Wilmington City Council (DE) Will Adopt “Universal Prayer” At Meetings, Still Excluding Atheists February 17, 2017

Wilmington City Council (DE) Will Adopt “Universal Prayer” At Meetings, Still Excluding Atheists

Just a few days ago, the Wilmington City Council (in Delaware) was thinking about bringing prayer back to their meetings. As one member put it, “that helps keep the devil out.”

WCCDelawarePrayer

The problem was that their prayer was explicitly Christian, including the phrase “Our heavenly Father.” It was bound to become the subject of a lawsuit — which is precisely why they had replaced the prayer with a moment of silence until even that wasn’t good enough anymore. I guess they didn’t give a damn what happened with the taxpayers’ money as long as Jesus was happy.
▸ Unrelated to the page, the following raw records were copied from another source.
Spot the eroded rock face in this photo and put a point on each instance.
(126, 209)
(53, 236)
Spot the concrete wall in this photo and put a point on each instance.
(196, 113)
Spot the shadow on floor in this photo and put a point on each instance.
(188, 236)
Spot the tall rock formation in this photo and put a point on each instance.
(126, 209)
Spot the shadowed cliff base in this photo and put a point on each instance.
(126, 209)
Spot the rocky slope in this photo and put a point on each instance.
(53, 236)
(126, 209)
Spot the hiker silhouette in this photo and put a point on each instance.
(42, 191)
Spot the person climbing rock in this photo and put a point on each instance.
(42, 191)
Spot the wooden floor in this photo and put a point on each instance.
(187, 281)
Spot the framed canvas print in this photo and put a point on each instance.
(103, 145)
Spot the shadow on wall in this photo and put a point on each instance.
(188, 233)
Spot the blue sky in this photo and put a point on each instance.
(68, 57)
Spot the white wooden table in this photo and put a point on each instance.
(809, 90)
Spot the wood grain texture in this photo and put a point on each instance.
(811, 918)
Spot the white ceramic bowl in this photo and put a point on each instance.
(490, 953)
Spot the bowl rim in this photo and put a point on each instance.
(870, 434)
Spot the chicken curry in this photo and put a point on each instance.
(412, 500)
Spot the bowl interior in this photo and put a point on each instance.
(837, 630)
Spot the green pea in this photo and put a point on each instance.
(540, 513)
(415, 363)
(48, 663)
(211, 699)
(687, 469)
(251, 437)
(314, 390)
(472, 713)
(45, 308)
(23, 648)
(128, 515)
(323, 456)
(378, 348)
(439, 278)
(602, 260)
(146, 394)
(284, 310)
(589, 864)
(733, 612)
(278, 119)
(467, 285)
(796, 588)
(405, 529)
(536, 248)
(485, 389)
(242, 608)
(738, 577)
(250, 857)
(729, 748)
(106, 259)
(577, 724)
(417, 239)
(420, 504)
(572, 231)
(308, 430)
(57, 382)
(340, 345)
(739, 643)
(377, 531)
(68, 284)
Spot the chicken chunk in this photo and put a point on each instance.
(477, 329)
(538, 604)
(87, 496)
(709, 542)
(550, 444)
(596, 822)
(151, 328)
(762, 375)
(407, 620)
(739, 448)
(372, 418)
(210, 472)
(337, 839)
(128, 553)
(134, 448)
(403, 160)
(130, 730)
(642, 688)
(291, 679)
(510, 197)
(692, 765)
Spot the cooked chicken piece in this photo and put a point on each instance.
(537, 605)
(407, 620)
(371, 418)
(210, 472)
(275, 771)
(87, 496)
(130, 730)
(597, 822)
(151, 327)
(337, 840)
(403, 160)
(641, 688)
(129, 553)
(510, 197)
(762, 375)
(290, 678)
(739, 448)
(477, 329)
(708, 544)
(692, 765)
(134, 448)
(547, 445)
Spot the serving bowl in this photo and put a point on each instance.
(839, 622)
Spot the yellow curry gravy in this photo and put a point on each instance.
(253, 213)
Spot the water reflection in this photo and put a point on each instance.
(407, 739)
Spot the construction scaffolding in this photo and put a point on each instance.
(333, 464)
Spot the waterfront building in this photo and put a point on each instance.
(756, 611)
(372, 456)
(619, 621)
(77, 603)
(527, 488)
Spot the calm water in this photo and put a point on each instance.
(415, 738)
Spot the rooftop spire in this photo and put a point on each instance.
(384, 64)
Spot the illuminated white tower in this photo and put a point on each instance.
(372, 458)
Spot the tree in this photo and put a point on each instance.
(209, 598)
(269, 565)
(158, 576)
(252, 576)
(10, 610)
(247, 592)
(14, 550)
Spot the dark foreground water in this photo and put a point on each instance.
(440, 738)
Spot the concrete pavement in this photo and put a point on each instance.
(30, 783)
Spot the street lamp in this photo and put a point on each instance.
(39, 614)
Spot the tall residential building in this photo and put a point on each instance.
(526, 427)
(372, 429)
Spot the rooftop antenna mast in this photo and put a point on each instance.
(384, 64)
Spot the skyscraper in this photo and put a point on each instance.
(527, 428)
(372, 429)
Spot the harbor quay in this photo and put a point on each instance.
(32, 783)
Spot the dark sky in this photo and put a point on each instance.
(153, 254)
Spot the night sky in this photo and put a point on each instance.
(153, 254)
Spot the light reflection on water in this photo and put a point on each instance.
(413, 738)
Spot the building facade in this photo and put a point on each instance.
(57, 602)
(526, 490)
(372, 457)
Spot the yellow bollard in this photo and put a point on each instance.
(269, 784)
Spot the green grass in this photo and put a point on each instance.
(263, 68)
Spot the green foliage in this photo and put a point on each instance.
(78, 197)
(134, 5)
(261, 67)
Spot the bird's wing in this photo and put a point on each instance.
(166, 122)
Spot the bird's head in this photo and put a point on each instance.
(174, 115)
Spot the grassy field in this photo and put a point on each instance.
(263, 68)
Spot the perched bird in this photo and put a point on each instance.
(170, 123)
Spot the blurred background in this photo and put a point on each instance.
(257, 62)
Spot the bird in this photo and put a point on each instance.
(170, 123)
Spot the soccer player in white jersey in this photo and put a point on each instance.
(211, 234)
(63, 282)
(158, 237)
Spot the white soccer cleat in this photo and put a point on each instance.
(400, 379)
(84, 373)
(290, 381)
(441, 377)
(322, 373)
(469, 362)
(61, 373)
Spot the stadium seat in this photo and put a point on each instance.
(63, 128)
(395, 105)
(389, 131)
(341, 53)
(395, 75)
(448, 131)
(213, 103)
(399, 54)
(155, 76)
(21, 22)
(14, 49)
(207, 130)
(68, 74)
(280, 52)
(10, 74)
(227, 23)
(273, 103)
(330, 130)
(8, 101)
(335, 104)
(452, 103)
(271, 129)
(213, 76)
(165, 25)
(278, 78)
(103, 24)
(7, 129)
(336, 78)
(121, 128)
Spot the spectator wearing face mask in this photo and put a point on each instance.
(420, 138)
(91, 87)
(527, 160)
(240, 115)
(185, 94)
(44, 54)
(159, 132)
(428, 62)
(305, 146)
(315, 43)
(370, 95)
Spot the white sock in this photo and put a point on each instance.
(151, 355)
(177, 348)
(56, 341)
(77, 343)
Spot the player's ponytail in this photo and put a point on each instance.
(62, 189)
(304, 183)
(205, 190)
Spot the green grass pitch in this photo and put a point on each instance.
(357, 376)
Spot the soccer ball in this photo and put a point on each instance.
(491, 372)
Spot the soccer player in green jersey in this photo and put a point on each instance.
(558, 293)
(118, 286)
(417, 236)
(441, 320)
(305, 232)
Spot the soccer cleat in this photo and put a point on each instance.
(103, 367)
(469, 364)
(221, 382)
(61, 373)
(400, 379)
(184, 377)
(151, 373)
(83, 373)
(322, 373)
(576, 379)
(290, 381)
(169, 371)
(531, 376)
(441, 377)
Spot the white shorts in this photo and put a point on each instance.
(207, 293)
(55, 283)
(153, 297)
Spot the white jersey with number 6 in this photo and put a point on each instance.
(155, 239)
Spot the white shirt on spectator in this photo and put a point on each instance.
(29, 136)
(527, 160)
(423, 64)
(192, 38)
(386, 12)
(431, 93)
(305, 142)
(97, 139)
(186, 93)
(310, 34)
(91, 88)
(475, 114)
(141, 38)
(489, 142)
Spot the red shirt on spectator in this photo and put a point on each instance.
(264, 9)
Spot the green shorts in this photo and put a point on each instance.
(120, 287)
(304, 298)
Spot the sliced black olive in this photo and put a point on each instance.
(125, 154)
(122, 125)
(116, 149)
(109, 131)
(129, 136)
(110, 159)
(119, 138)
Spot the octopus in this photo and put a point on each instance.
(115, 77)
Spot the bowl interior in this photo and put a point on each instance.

It looks like they’ve finally learned their lesson… Kind of.

They still want to bring prayer back, but they wrongly think a watered down version of it will be okay.

After the removal of a spoken Christian prayer and pushback to silent reflection, Wilmington City Council will institute a “universal prayer.”

A resolution outlining the change will be introduced Thursday with sponsorship from 11 out of 13 council members, more than enough to pass.

[City Council President Hanifa] Shabazz, who is Muslim, said the new prayer will not reflect a particular deity and will be “somewhat in line with people’s interpretation of the separation of church and state.”

“Somewhat” is the key word there… because a “universal prayer,” by definition, excludes atheists altogether.

As it stands, the law doesn’t allow city councils to promote religion. The only way invocations are okay is if citizens who want to deliver one have an opportunity to do so (within certain parameters). A city council-endorsed prayer, even one that’s designed to be neutral, is likely to be struck down by a court.

More to the point, if the prayer is so neutral as to include “everybody,” then why not just go back to the moment of silence? I don’t get how a pointless prayer to Nobody In Particular is somehow better than a silent prayer to the Deity of Your Choice.

This problem hasn’t been fixed. These councilors need to get their act together before they’re hit with a lawsuit.